De manera general en Colombia no se confía en nadie. Nos individualizaron tanto que se nos olvidó pensar en colectivo. Esa individualización evita establecer unas relaciones basadas en la confianza y la solidaridad. ¿A cuántos vecinos podemos entregarle copia de las llaves de nuestra casa? ¿A cuántos podemos pedirle el favor que le echen un ojo a la casa?
La ciudadanía ha dejado de confiar en el Estado, en sus instituciones y en quienes las lideran. No es cuestión de hablar de gobiernos de turno (aunque algunos hicieron méritos para aumentar la desconfianza), el agotamiento de la relación entre la ciudadanía y las instituciones públicas viene de años atrás, y tiene varias explicaciones. Algunas de ellas son la corrupción y el no cumplimiento de la Constitución de 1991.
Según informe de la Contraloría General de 2017, en Colombia se roban 50 billones pesos al año de recursos públicos (equivalente a dos reformas tributarias de Carrasquilla) lo que nos lleva a pensar si lo que se necesita es una reforma tributaria o que dejen de robar. Se normalizaron los dichos como “que roben pero que hagan”, “llevar la corrupción a sus justas proporciones”, “acá la Ley 80 no pegó” (ley de contratación pública).
Nos dicen “trabajen vagos” desde su posición privilegiada, cuando es la clase trabajadora la que soporta al país: campesinos, profesores, médicos, obreros, artistas, trabajadores independientes, empleados de servicio, etc. Son los recursos que nosotros generamos los que se reparten entre unos pocos, se los roban y lo que sobra lo tiran como migajas que debemos recibir como si nos estuvieran haciendo un favor.
Toda la ciudadanía tributa en Colombia. Nos han vendido el falso cuento que son unos pocos quienes tributan mientras otros quieren todo regalado. Todos los días, cada vez que consumimos algo en una tienda estamos pagando el IVA, o cada vez que tomamos un transporte público, vía tarifa, estamos pagando la sobretasa a la gasolina, casi toda la población está bancarizada y paga el 4X1000. Bajo ese discurso, se construyó la figura de un Estado generoso que hace el favor, vía subsidios, de atender a esa población “parásita”. Mienten, en Colombia hasta las poblaciones más vulnerables tributan casi que a diario y lo poco que reciben jamás podrá ser mostrado como un regalo.

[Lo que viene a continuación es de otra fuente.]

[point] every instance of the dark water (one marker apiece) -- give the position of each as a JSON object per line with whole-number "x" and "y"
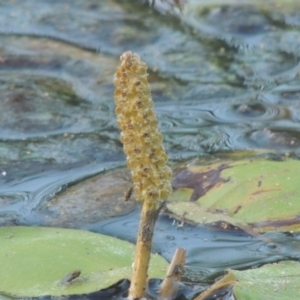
{"x": 224, "y": 77}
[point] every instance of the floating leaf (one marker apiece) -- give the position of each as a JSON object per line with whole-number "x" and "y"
{"x": 279, "y": 281}
{"x": 262, "y": 193}
{"x": 36, "y": 260}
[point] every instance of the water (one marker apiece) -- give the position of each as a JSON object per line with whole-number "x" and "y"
{"x": 224, "y": 77}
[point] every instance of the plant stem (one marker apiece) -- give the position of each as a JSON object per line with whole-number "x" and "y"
{"x": 148, "y": 218}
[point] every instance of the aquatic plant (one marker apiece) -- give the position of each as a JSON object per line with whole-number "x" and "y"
{"x": 146, "y": 157}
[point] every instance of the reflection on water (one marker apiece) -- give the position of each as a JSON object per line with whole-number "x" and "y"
{"x": 224, "y": 76}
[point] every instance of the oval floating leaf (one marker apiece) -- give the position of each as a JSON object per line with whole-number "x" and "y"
{"x": 35, "y": 261}
{"x": 259, "y": 192}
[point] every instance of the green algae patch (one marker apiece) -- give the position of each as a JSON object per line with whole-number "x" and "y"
{"x": 261, "y": 193}
{"x": 37, "y": 261}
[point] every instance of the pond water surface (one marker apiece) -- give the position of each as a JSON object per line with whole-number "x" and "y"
{"x": 225, "y": 76}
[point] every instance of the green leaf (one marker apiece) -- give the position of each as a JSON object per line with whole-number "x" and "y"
{"x": 279, "y": 281}
{"x": 34, "y": 261}
{"x": 259, "y": 192}
{"x": 271, "y": 282}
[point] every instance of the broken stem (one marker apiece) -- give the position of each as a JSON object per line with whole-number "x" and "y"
{"x": 148, "y": 218}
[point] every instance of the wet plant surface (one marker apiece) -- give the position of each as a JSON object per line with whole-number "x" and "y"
{"x": 224, "y": 78}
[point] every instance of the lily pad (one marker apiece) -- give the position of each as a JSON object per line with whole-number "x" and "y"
{"x": 36, "y": 261}
{"x": 270, "y": 282}
{"x": 258, "y": 192}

La normalización de la corrupción ha impedido el desarrollo de los territorios mediante la no entrega oportuna y de calidad de bienes (colegios, hospitales, carreteras) y servicios (salud, educación), tal como se observa en los Departamentos del Chocó o La Guajira en donde hay una decisión de Estado de no hacer, no ver y no oír. Y es ahí cuando la gente se pregunta ¿para dónde van nuestros impuestos? Y alguien responde; “lo de siempre… se los robaron”. Somos un país experto en formular políticas de lucha contra la corrupción (y el narcotráfico) que resultan ser un canto a la bandera.

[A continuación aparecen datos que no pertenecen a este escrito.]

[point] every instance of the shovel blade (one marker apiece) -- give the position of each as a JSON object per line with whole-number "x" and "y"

Esa dificultad de la ciudadanía de acceder a educación universal en todos los niveles, o a servicios de salud dignos y oportunos, o de tener un trabajo bien remunerado y estable, es lo que hoy ha llevado a la ciudadanía a las calles a exigir lo que no es más que derechos fundamentales establecidos en la Constitución Política de Colombia.
El primer paso para reconfigurar la relación entre Estado y sociedad lo debe dar el primero. Es el Estado el que debe garantizar el cumplimiento del Contrato Social (Constitución Política de Colombia) y es el que después de 30 años no ha realizado los esfuerzos necesarios para que esto suceda. Una vez se construyan relaciones de confianza, seguramente la ciudadanía responderá participando en mayor medida en los procesos electorales (confianza en los partidos y movimientos políticos), disposición a pagar impuestos ante la certeza de recibir bienes y servicios con calidad y oportunidad (confianza tributaria), relacionamiento cordial y respetuoso entre ciudadanías (confianza ciudadana), respeto a las entidades y servidores públicos (confianza institucional), respeto y cumplimiento de las normas (confianza normativa).
El Estado es el que le ha incumplido a la mayoría de la sociedad y es el que debe dar el primer paso para establecer nuevas formas democráticas de relacionarnos y construir una confianza verdadera.
¡Los derechos no se mendigan, se exigen!